Scesi dalla barca, la gente subito lo riconobbe e, accorrendo da tutta quella regione, cominciarono a portargli sulle barelle i malati, dovunque udivano che egli si trovasse. 
E là dove giungeva, in villaggi o città o campagne, deponevano i malati nelle piazze e lo supplicavano di poter toccare almeno il lembo del suo mantello; e quanti lo toccavano venivano salvati.

Riflessione:

Miei cari fratelli, anche noi abbiamo bisogno di qualcuno che guarisca le nostre ferite più profonde e ci salvi. Anche noi abbiamo bisogno che nel nostro cuore non si spenga la consapevolezza di aver bisogno di salvezza.
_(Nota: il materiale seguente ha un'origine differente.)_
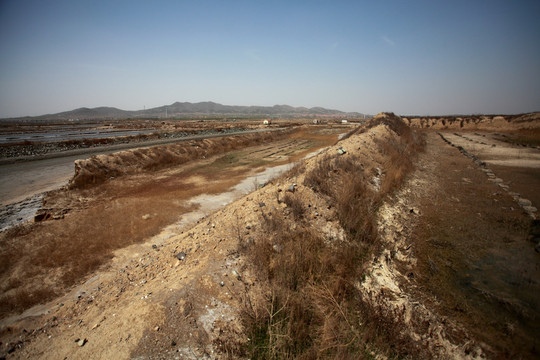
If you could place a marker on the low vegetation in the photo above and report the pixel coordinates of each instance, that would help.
(313, 308)
(98, 169)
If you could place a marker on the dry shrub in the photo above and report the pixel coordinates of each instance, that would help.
(313, 310)
(309, 282)
(295, 205)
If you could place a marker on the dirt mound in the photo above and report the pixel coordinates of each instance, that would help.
(280, 273)
(477, 122)
(98, 169)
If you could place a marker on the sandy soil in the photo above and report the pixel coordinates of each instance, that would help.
(150, 304)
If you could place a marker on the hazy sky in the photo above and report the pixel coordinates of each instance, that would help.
(409, 57)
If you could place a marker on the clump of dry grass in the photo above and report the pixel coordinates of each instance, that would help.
(313, 309)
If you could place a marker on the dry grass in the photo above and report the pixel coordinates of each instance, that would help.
(99, 169)
(313, 309)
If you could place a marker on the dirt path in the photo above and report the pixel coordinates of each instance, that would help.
(458, 259)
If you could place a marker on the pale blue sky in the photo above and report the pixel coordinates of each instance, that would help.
(410, 57)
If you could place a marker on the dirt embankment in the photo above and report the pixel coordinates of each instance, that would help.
(317, 264)
(97, 169)
(479, 122)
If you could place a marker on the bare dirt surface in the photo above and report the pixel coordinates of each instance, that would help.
(128, 210)
(458, 255)
(454, 271)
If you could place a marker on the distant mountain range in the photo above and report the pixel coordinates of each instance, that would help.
(186, 109)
Anche noi allora dobbiamo accostarci al Cristo con fiducia e fede, cercarlo incessantemente perché è Lui la via che ci porta verso Dio, è Lui la fonte che dona gioia piena, è Lui che con il dono di se ci offre la salvezza ed il vero senso della vita. Quindi cari fratelli, la nostra preghiera quotidiana sia accoglienza e meditazione della Parola di Cristo, compagna di viaggio nel nostro cammino quotidiano, affinché toccati da questo continuo respiro di fede, la nostra vita sia piena di speranza e di carità da condividere con gli altri.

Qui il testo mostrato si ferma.